Masha Gessen’s Perfect Rigor: A Genius and the Mathematical Breakthrough of the Century (2009) is the story of Russian mathematician Grigory Perelman and his quest to solve the Poincaré Conjecture, a problem that eluded the most brilliant minds in the field for nearly a century. She describes his rise to mathematical brilliance, his genius, his perfection, his habits, his idiosyncrasies, and most bizarrely, his self-induced seclusion from the world after solving the Poincaré.
Very carefully, Gessen notes that the book is not a biography “in the usual sense,” for she did not―and could not―interview Perelman. His isolation prevented such a meeting from happening. Instead, the book uses the testimonies of Perelman’s few friends and associates.
A highly insightful and lively written account, Perfect Rigor the investigation of a man who chooses to avoid public exposure at all costs. He declined two very prestigious prizes: the Fields Medal, which is considered the equivalent of a Nobel in mathematics (there is no Nobel prize in mathematics); and the Millennium Prize, an even greater disctinction, which offers one million dollars for the first rigorous solution to any of seven Millennium Problems, one of them being the Poincaré―Perelman was well aware of, but deliberately failed to meet, the eligibility requirements for this prize.
Gessen prefaces with an introduction to the Millennium Prize, and then begins with mathematical and Soviet history. No advanced knowledge of mathematics is required to read this book, but a bit of familiarity with topology can certainly enhance the read. In fact, the opening chapters are of more use to a historian than to a mathematician; a brilliant account of the specific social and political conditions that led to Perelman’s rise (and later seclusion) is given.
The book then picks up on Perelman, his mother, and his math coaches and teachers. As a child, Perelman excelled at math, and was always ahead of his classmates. In 1982 he won the gold medal at the International Mathematics Olympiad, an international math competition for high school students, by earning a perfect score.
Perelman was no ordinary mathematician―he was a genius. There was no math problem that he could not solve. But he had (and has) a very peculiar and rigorous value system. What is right to him is obviously right to him, yet no one else seems to understand what he considers right. When he published the solution to the Poincaré in 2002, he did not do so in a refereed math journal; in fact, he posted his solution on the Internet and available to the public. Because of this, he was ineligible, and intentionally so, for the million-dollar Millennium Prize.
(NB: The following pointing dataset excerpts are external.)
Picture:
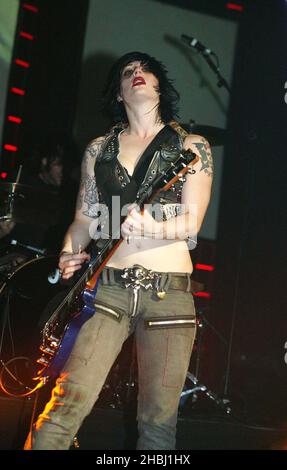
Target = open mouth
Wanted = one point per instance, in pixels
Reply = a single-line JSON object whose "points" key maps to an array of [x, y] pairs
{"points": [[138, 81]]}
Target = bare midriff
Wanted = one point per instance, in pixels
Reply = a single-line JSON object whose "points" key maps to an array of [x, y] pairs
{"points": [[158, 255]]}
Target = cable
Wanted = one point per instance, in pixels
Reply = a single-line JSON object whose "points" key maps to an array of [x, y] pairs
{"points": [[39, 385]]}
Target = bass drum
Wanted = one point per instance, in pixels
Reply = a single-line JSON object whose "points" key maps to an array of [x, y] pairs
{"points": [[24, 297]]}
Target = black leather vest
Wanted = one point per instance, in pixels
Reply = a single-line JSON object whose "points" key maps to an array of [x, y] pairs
{"points": [[113, 180]]}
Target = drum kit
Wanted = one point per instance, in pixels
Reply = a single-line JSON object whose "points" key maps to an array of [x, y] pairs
{"points": [[24, 270]]}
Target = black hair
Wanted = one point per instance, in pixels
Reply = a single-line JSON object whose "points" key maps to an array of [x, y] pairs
{"points": [[169, 96]]}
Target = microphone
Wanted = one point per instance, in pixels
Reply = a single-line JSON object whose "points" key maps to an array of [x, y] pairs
{"points": [[36, 250], [196, 44]]}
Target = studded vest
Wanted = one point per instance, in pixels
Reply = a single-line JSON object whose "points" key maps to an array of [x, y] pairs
{"points": [[113, 179]]}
He dedicated literally his entire life to mathematics, and spent almost a decade working on the problem. His contribution back to mathematics community was solving a problem that no one else could solve. In his Olympiad days, he would solve a problem, submit it, and have his answer acknowledged as correct. But now, the one community he trusted―the mathematics community, for he mostly avoided talking to anyone else―was telling him that his solution was ineligible for recognition. The mathematicians who did support him verified the solution, but still, no Millennium Prize was announced. He did not care about the money; rather, he was shocked that the people whom he trusted most were now refusing to acknowledge him in the greatest mathematical achievement of the century.
In 2006 the mathematics community tried to make up for this by awarding Perelman the Fields Medal. To any other mathematician, it would have been the greatest achievement, but to Perelman, it was almost an insult―the reason for his award was carefully worded as to avoid the statement that Perelman had solved the Poincaré; he was merely congratulated “for his contributions to geometry and his revolutionary insights into the analytical and geometric structure of the Ricci flow.” In his mind, and the minds of most mathematicians, he solved the Poincaré Conjecture. He declined the Fields Medal.
In all, Perelman’s story is a complex one, filled with brilliance, genius, luck, tension. Gessen’s account portrays clearly the life of a man totally estranged from the world, and at this point, even from the mathematics community. It delves into the historical elements that affected Perelman and the ways people seldomly interacted with him, but more importantly, it explores how his environment shaped his mind, and how he used it―how he solved problems perfectly―and how he formed a rigorous idea of correctness in his mind, a set of rules that only he could understand. Perfect Rigor is a perfect read.